Introduction par Israël Regardie

07/06/2018

La capacité de créer une synthèse de divers points de vue, scientifique, social et philosophique, est un don rare. Il n'y en a pas beaucoup qui osent même tenter une telle tâche.

Imaginez que quelqu'un essaie de comprendre un amalgame des huit circuits neurologiques de Timothy Leary, des exercices d'auto-observation de Gurdjieff, de la sémantique générale de Korzybski, des théorèmes magiques d'Aleister Crowley, des diverses disciplines du Yoga, de la science chrétienne, de la relativité et de la mécanique quantique moderne. Comprendre le monde qui nous entoure ! Un homme est requis avec une éducation presque encyclopédique, un esprit incroyablement souple, des idées aussi pointues que celles qu'il essaie de synthétiser et un mirabile dictu, un merveilleux sens de l'humour.

Depuis plusieurs années, depuis que je me suis familiarisé avec les écrits de Robert Anton Wilson, j'ai été frappé de son sens toujours présent d'humour bouillonnant et de la vaste portée de ses intérêts intellectuels. Une fois, j'étais même tellement présomptueux que de l'avertir dans une lettre que son humour était trop bon pour le gaspiller au hoi polloi (N.D.T. la masse) qui, d'une manière générale, ne le comprendrait pas et pourrait même ne pas l'apprécier. Cependant, cette légèreté effervescente du cœur est devenue encore plus apparente dans Cosmic Trigger et plus récemment dans la trilogie Schrodinger's Cat. Je me suis parfois demandé si son éventail extraordinairement étendu de vagabondages intellectuelles n'était pas trop vaste et donc laissait perplexe le lecteur moyen. Quoi qu'il en soit, l'humour et la synthèse sont encore plus marqués dans ce brillant et ambitieux morceau d'écriture, Prometheus Rising.

Même si vos lectures vous ont déjà familiarisé avec certains des concepts employés par Wilson dans ce livre, son élucidation même, la plus simple, la plus élémentaire, est éclairante. En ce moment, je me réfère à la théorie de « l'empreinte » dont il fait un usage remarquable. La même chose est vraie pour ses références et explications des huit circuits neurologiques de Leary. Nous les connaissons de nouveau, comme s'ils ne nous avaient pas été présentés auparavant.

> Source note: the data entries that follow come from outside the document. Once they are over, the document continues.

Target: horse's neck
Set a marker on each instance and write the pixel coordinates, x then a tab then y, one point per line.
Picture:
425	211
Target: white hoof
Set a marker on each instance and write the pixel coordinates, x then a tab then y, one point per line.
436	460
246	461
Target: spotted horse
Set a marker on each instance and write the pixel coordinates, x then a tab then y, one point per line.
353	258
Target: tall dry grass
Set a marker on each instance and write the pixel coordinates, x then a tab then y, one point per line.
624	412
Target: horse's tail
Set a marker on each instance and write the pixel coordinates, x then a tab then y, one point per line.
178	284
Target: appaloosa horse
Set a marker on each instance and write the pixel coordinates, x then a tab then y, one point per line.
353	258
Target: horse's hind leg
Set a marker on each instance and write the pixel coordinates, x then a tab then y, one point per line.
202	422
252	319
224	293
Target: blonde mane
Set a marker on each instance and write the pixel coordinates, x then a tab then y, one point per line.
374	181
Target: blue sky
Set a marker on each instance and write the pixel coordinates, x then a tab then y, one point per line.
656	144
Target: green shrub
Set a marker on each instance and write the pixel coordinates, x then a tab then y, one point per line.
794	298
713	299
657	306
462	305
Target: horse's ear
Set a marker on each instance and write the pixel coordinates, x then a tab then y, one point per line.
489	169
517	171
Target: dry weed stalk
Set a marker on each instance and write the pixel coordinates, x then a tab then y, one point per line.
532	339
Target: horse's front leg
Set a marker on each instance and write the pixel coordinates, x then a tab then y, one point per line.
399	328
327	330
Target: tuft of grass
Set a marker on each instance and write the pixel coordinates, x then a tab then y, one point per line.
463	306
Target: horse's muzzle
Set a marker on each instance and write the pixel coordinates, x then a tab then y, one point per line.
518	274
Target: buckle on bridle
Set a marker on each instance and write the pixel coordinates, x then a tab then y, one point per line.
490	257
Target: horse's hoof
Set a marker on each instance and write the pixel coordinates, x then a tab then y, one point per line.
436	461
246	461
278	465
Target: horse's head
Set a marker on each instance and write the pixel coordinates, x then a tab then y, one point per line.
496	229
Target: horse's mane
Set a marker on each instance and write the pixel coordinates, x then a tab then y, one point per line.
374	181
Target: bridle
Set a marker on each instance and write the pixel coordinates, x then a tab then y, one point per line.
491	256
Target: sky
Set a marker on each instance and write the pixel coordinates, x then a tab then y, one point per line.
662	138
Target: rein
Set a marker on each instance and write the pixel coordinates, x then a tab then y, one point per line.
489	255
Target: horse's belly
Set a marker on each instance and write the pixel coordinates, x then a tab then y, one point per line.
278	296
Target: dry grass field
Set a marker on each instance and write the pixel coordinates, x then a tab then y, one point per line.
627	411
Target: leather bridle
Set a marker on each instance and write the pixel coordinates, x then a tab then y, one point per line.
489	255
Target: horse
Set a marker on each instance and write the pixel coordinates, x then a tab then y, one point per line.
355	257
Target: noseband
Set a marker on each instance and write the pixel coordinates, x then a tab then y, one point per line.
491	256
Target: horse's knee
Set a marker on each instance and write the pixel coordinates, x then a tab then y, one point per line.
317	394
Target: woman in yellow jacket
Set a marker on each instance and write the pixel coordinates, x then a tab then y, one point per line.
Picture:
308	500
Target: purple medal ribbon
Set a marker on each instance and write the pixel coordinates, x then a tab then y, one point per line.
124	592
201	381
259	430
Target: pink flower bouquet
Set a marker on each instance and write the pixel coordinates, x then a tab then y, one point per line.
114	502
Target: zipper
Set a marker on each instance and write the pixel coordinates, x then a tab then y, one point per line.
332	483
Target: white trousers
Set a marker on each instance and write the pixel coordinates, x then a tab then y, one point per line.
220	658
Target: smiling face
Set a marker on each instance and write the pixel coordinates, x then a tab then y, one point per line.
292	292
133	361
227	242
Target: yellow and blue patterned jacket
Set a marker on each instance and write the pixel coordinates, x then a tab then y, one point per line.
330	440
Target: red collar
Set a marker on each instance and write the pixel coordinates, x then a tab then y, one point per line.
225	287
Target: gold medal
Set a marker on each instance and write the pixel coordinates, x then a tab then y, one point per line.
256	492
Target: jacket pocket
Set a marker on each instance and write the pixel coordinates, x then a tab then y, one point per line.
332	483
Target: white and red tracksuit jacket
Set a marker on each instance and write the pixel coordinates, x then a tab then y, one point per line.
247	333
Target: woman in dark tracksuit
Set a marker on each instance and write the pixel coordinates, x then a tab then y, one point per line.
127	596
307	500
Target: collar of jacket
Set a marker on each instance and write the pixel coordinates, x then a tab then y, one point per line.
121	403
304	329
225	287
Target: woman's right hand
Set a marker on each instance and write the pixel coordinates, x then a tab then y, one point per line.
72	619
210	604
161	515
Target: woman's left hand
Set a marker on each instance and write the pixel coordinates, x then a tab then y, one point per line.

En outre, j'aime l'utilisation subtile et presque invisible du dogme mystique qui imprègne tous ses écrits. Par exemple, envisagez l'ouverture du chapitre six. Il cite une phrase particulièrement significative de William S. Burroughs. Il n'y a aucune mention ou nécessité d'aucun enseignement antérieur concernant cette Loi des Trois, comme on peut l'appeler. Mais une doctrine qui émane d'une école mystique médiévale qui philosophe qu'il y a toujours deux forces en lutte - qui part commodité sont étiquetées Sévérité et Douceur - avec une troisième qui les réconcilie toujours. Il est primordial à cette doctrine, qui a été énoncée et énoncée encore d'une douzaine de façons différentes au cours des siècles, culminant finalement dans l'idée énoncée par Burroughs et bien sûr utilisée par Wilson.

Il y a des dizaines de graines semblables de sagesse semées tout au long de Prometheus Rising qui sont tenus d'avoir un effet séminal partout et chaque fois que le livre est lu. C'est une des nombreuses vertus du livre de Wilson ; Elle laissera sa marque à tous ceux qui la lisent - et ces graines prendront sûrement racine et fleuriront dans les esprits les plus improbables - aussi bien que dans les plus prosaïques. Les défenseurs du Tarot trouveront les interprétations les plus insolites et les plus éclairantes de certaines de leurs cartes favorites quand il retombera sur les circuits neuronaux de base. Je les trouve tous éclairants comme fournissant un nouveau point de vue qui devait être intégré dans ma vision générale de ces questions.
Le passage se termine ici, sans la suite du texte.